As propostas de redução da jornada de trabalho no Brasil, com a tramitação no Congresso Nacional, têm mobilizado pesquisadores sobre os possíveis impactos da medida na economia, especialmente após a sugestão de acabar com a escala de seis dias de trabalho por um dia de descanso, a chamada 6x1.
Por um lado, estudos de entidades que representam o empresariado, as confederações patronais, projetam queda no Produto Interno Bruto (PIB) e alta da inflação. Por outro, análises realizadas pela Universidade Estadual de Campinas (Unicamp) e pelo Instituto de Pesquisa Econômica Aplicada (Ipea) indicam um cenário diferente, com impactos reduzidos, focados em alguns setores específicos, além da possível criação de mais empregos e aumento no PIB.
A economista da Unicamp, Marilane Teixeira, argumenta que a divergência nas pesquisas sobre os custos econômicos da redução da jornada não se dá apenas por razões técnicas, mas também políticas. Ela explica: “Parte significativa da literatura econômica que discute o assunto parte de modelos que assumem, como regra, que qualquer redução na quantidade de horas trabalhadas levará, inevitavelmente, à redução da produção e da renda – ignorando, assim, os ajustes dinâmicos que historicamente ocorrem no mercado de trabalho”.

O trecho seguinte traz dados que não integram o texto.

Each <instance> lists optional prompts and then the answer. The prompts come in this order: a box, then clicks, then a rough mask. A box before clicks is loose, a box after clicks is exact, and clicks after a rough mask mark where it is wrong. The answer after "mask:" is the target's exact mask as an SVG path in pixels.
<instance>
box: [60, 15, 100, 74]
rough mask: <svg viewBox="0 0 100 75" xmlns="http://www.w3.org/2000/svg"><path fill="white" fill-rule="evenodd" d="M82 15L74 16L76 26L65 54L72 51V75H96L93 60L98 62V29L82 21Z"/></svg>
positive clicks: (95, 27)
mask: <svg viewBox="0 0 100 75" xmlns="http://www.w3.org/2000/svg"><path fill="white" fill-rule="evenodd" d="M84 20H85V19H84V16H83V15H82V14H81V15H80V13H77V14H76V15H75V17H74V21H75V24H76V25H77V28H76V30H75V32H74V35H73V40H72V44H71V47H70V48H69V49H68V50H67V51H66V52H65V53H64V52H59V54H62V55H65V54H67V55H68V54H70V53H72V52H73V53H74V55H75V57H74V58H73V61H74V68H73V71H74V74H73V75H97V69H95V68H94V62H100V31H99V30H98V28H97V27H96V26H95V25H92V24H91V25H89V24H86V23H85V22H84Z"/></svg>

Para a Confederação Nacional da Indústria (CNI), a redução da jornada resultaria em uma perda de R$ 76 bilhões no PIB brasileiro, representando uma queda de 0,7%. Além disso, segundo a CNI, a indústria poderia sofrer uma redução ainda mais acentuada, de 1,2%. O presidente da CNI, Ricardo Alban, ressaltou que a indústria perderia participação no mercado doméstico e internacional devido ao impacto nas exportações.
A Confederação Nacional do Comércio de Bens, Serviços e Turismo (CNC) afirma que a redução da jornada aumentaria os custos sobre a folha salarial em até 21%. A entidade também avisa que essa elevação nos custos pode resultar em um repasse de preços ao consumidor que poderia chegar a 13%.
'Sem redução dos salários nominais, espera-se por impactos significativos sobre a rentabilidade da atividade comercial no Brasil', alertou a CNC.
Por outro lado, o estudo do Ipea indica que a alta nos custos das empresas com os trabalhadores decorrente da redução da jornada não ultrapassaria os 10% nos setores mais impactados. Na média geral, a previsão é um custo adicional de 7,8%. O Ipea ressalta que a maioria dos setores produtivos possui capacidade de absorver aumentos nos custos do trabalho.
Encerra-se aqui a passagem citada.